The kids and parents we work with too often feel fear, anger and a diminished sense of self in their relationships with those close to them, in the systems set up to help and protect, and with society more generally. Whatever external pretense they may show out of fear, the truth is that this leaves them longing for relationships that provide the love and enduring connection we all seek.
The power and necessity of relationships is no surprise to anyone doing this work. And yet, as a country, we have built child welfare, juvenile justice and youth development systems that are intentionally designed to cut ties with young people and parents at critical moments of transition, when relationship is needed most.
We expect kids who have been in foster care to be ready for the world at 18 or 21 when kids with every privilege are not. In doing so, we are missing the massive opportunity that the highly plastic adolescent brain — which is developing until at least 24 years of age — provides us to help young people grow and thrive. Instead of teaching them that healthy relationships endure and provide the foundation of a healthy life, we allow them to experience loss and abandonment again.
We are trying something different at Graham Windham, where we strive to build the foundation of success for our kids — safe, loving family and the preparation and opportunity to succeed as adults. We are working to create ways to make sure our relationships with our kids and families endure well beyond the timelines of our systems.
These relationships are the bridge. They are a bridge to the healing of family wounds, to academic and career preparation, and to opportunity. Relationships that endure also foster the perseverance and persistence that leads to success. When we don’t give up, good things happen.
We love and enjoy what we do, but this is not just a feel-good strategy. We have come to this perspective by carefully seeking out solutions that help us meet the targets we’ve set for the 150-plus performance indicators we use to measure our success. We’ve done our research: reviewing the literature and seeking out practice models supported by evidence.
Most importantly, we have spent time in deep conversation with our kids, families and team. We organize roundtables of youth, parents, foster parents and staff, held routinely throughout the year, that have led to enormous practice, policy and cultural change at Graham.
They clarify how we use our voice and call for justice in our community and world.
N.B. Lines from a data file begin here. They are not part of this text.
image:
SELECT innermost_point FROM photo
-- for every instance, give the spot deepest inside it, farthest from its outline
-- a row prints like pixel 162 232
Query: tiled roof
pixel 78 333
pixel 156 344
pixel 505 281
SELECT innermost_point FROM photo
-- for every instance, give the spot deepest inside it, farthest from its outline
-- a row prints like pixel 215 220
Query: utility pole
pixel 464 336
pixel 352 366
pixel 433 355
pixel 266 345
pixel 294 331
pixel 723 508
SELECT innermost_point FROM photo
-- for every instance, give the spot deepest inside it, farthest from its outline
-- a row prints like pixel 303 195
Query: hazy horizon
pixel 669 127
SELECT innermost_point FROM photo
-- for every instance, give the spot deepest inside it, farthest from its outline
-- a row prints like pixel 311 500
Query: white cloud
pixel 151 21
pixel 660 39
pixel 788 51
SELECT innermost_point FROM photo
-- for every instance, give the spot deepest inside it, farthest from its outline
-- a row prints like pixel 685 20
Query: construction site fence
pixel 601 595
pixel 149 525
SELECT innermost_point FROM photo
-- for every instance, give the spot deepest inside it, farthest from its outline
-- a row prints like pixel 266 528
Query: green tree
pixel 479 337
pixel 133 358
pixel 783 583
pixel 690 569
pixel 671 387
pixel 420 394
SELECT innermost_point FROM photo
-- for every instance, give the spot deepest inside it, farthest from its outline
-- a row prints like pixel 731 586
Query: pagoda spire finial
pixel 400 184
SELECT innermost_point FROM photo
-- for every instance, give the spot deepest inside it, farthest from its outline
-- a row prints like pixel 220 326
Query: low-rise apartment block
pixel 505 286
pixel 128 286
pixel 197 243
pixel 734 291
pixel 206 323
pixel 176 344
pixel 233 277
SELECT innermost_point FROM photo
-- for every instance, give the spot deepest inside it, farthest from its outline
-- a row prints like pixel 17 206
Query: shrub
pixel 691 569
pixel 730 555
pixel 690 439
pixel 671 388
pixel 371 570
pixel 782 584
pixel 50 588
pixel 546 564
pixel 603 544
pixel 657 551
They help us determine what help is truly helpful. They help us reflect on our weaknesses and gaps. Most of all, they remind us they we are One Graham, committed to a common mission, and that we are privileged to support amazingly courageous and capable kids and families.
This is hard work. These relationships almost always have challenging moments (what worthwhile relationship doesn’t?) but they are always worth seeing through. Our kids and their families are worth it, even when they don’t believe it themselves. We show them that we believe in their worth by sticking by them. If we don’t, someone more sinister will be happy to use false expressions of love and commitment for personal gain to exploit the longing our kids feel.
The stakes are high, and we know our perspective only has value when we live it out consistently. So, as part of Graham’s five-year vision, we are putting it into action. Almost three years ago, we launched Graham SLAM (Support, Lead, Achieve and Model) to provide individual coaching, peer support and leadership, academic support and quickly accessible financial help, along with college, career and service opportunities for our young people. We commit to coach our kids no matter where they go until the age of 25.
We also launched a Forever Families Initiative that uses parent peer supporters to work individually and in groups with birth parents, extended family and adoptive parents both during and after the reunification, guardianship or adoption process. Families remain connected as long as they like. They can come in and out of the program depending on the realities of their lives, and have access to the full continuum of offerings at Graham.
We are thrilled that it is working. Our family and youth outcomes, including our rates of reunification, guardianship, adoption, high school graduation, college enrollment and college persistence have all improved. But nothing motivates us more than the fact that we are just scratching the surface. Thanks to our foundation, government partners and donors, we are serving more than 400 young people and parents in these programs combined. There are thousands more kids and parents to reach just here at Graham who we aren’t yet able to offer this support. We are working hard to reach all of them.
With our partners in this work, we are eager to be a part of a growing movement that seeks to restore the value our systems place on enduring relationships.
This movement is especially important for our young adults, with whom we have an incredible opportunity to show with our actions that they matter. Young people who know they matter also know they can change the world for the better. They’ll make us proud that we stuck with them.
Jess Dannhauser is president and CEO of Graham Windham in New York. Kimberly Watson is chief operating officer of Graham Windham.